Once the SynCardia TAH-t is implanted, and there are no fit issues, flow is maximized
through the TAH-t. The controller nominal settings are: left drive pressure of 180-220
mmHg, right drive pressure of 50-70mmHg, device rate of 110-130 BPM, percent systole of
50-55%, and diastolic vacuum of 8-12 mmHg. With these settings an average device output
of 6.5-7.5 LPM should be achieved, with a CVP of 8-12 mmHg.
The SynCardia TAH-t is specified for patients with body surface areas of at least 1.7 m². At a
cardiac index of 2.5 l/min/m², the calculated flow would be 4.25 liters/min. This is the flow
used to simulate hypotensive conditions tested during product reliability testing. The TAH-t
console is pre-set with an alarm to indicate flows <3.5 l/min.
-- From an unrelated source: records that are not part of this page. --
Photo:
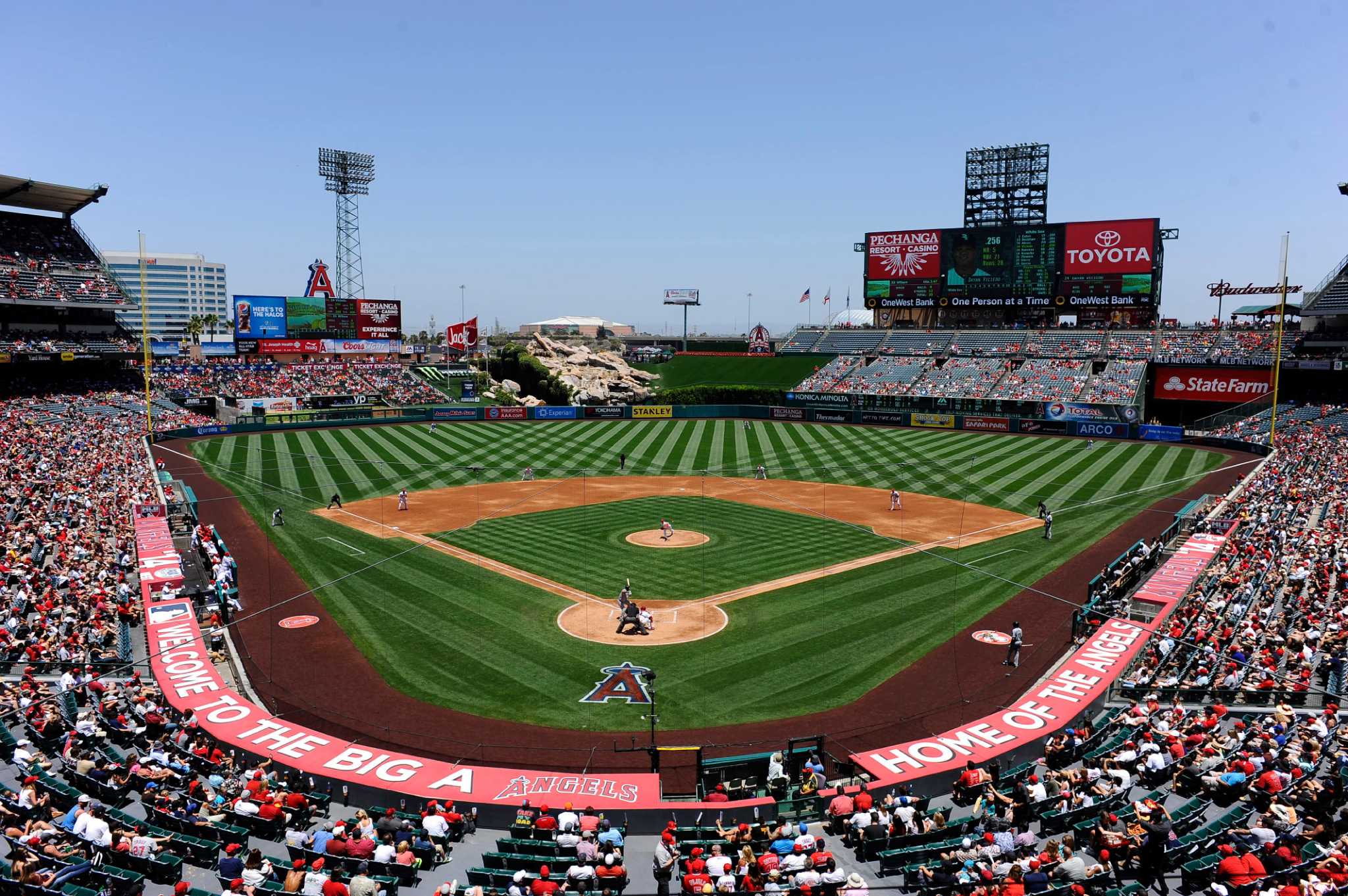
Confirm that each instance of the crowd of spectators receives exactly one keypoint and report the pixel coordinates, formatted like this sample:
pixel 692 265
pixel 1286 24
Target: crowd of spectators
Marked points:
pixel 43 258
pixel 387 382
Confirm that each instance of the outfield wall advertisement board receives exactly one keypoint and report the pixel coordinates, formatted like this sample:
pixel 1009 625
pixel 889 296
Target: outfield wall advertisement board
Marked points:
pixel 1058 699
pixel 182 667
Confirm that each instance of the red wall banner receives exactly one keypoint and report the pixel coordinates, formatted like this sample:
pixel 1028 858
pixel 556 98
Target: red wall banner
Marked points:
pixel 312 347
pixel 1074 686
pixel 1211 384
pixel 182 667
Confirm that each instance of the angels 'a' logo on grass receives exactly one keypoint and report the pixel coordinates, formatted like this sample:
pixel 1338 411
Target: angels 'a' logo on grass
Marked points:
pixel 623 684
pixel 989 636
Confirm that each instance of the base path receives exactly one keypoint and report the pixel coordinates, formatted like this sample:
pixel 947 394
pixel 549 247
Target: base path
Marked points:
pixel 654 538
pixel 925 519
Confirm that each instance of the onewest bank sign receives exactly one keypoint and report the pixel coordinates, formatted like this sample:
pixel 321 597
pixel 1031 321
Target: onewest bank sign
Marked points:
pixel 1052 705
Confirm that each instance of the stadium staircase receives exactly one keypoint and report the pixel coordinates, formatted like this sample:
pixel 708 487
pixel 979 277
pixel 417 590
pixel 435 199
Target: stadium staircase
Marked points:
pixel 1331 295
With normalized hemodynamics, device outputs remain relatively constant, changing as the
CVP fluctuates. This “Starling like response”, (where an increase in CVP fills the SynCardia
TAH-t with more volume, which is ejected on the next beat, increasing device output),
requires no controller adjustments. Constant device output and high flow under normal CVP
provides washing of the artificial ventricles.
Anticoagulation therapy
The level of anticoagulation will vary depending on the patient’s coagulation status. In
general, the patients require systemic anticoagulation, similar to that used for patients with
mechanical valves. The following guidelines are recommended based on the experience of
the largest enrolling clinical site, University Medical Center.
Pre-operative baseline
Obtain results of PT, PTT, bleeding time, TEG, platelet count, platelet aggregation studies
and fibrinogen.
Intra-operative period
Heparinize for CBP per usual routine. Protamine may be used for reversal per usual routine.